Dr. Araujo-Preza prepared for work in the Covid-19 unit.Courtesy of Paige King

But as he headed to his lake house to quarantine, Araujo-Preza told his family that he wasn’t worried. He was in good shape and knew the statistics were on his side.

“For a lot of people, Covid symptoms are just like a bad flu,” said Andrea, his daughter. “And at first, I think that’s how it was for him. He kept saying he was feeling fine.”

King called him every day to check in. On the night of Halloween, five days after his diagnosis, she heard something different in his voice. His breathing was labored, and he sounded confused.

She hung up and sped for the lake house. She put on her respirator before heading inside.

King found him in bed and quickly took his temperature: 104.8 degrees.

“We’ve got to go to the hospital,” King recalls telling him.

“I’m not going to the hospital,” he responded, insisting there was nothing doctors could do for him at that stage that he couldn’t do for himself.

King pleaded with him. But instead, he directed her to go to his clinic and bring back an oxygen concentrator, some fluids and an IV kit. When she returned, she gave him a steroid injection.

“I’ll be fine,” he said.

But King wasn’t so sure.

“I said, ‘Carlos, what is it going to take for you to go to the hospital?'” King said. “And he said, ‘I’ll go when I think that someone else doesn’t need the bed more than I do.'”

King shook her head. Even while sick, she thought, this man was still putting patients before himself.

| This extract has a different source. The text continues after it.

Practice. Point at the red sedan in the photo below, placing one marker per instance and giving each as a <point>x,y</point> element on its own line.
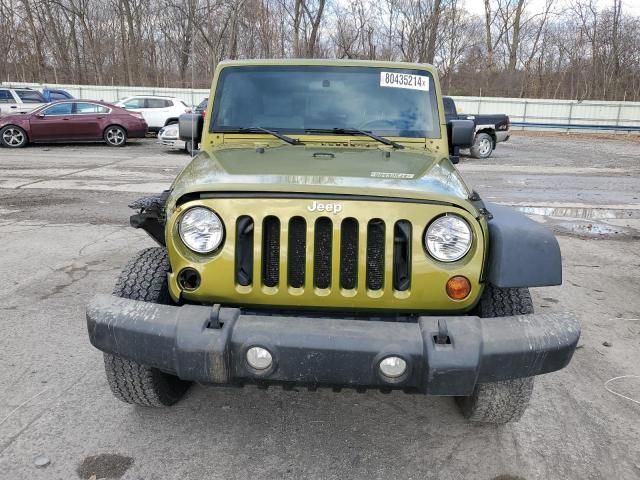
<point>72,121</point>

But when he woke up that Monday, he was in respiratory distress and in need of a hospital bed as much as anyone.

From doctor, to patient

Araujo-Preza checked himself into his own hospital on the morning of Nov. 2. Chest X-rays revealed a severe case of pneumonia, and doctors admitted him to the ICU.

Araujo-Preza’s colleagues began treating him with the same experimental Covid-19 therapies he’d spent months administering to patients. Physicians and nurses he considered friends infused him with convalescent plasma, donated by Covid-19 survivors. They gave him remdesivir, an antiviral drug that has shown mixed results in speeding recovery times. They administered steroids to beat back inflammation in his lungs.

But none of it seemed to be working.

Araujo-Preza, all too aware of the dangerous path he was on, refused to eat or drink, having seen too many of his Covid-19 patients aspirate food or liquid into their lungs. And he insisted that he didn’t want to be connected to a ventilator, knowing how few patients recovered once it reached that stage.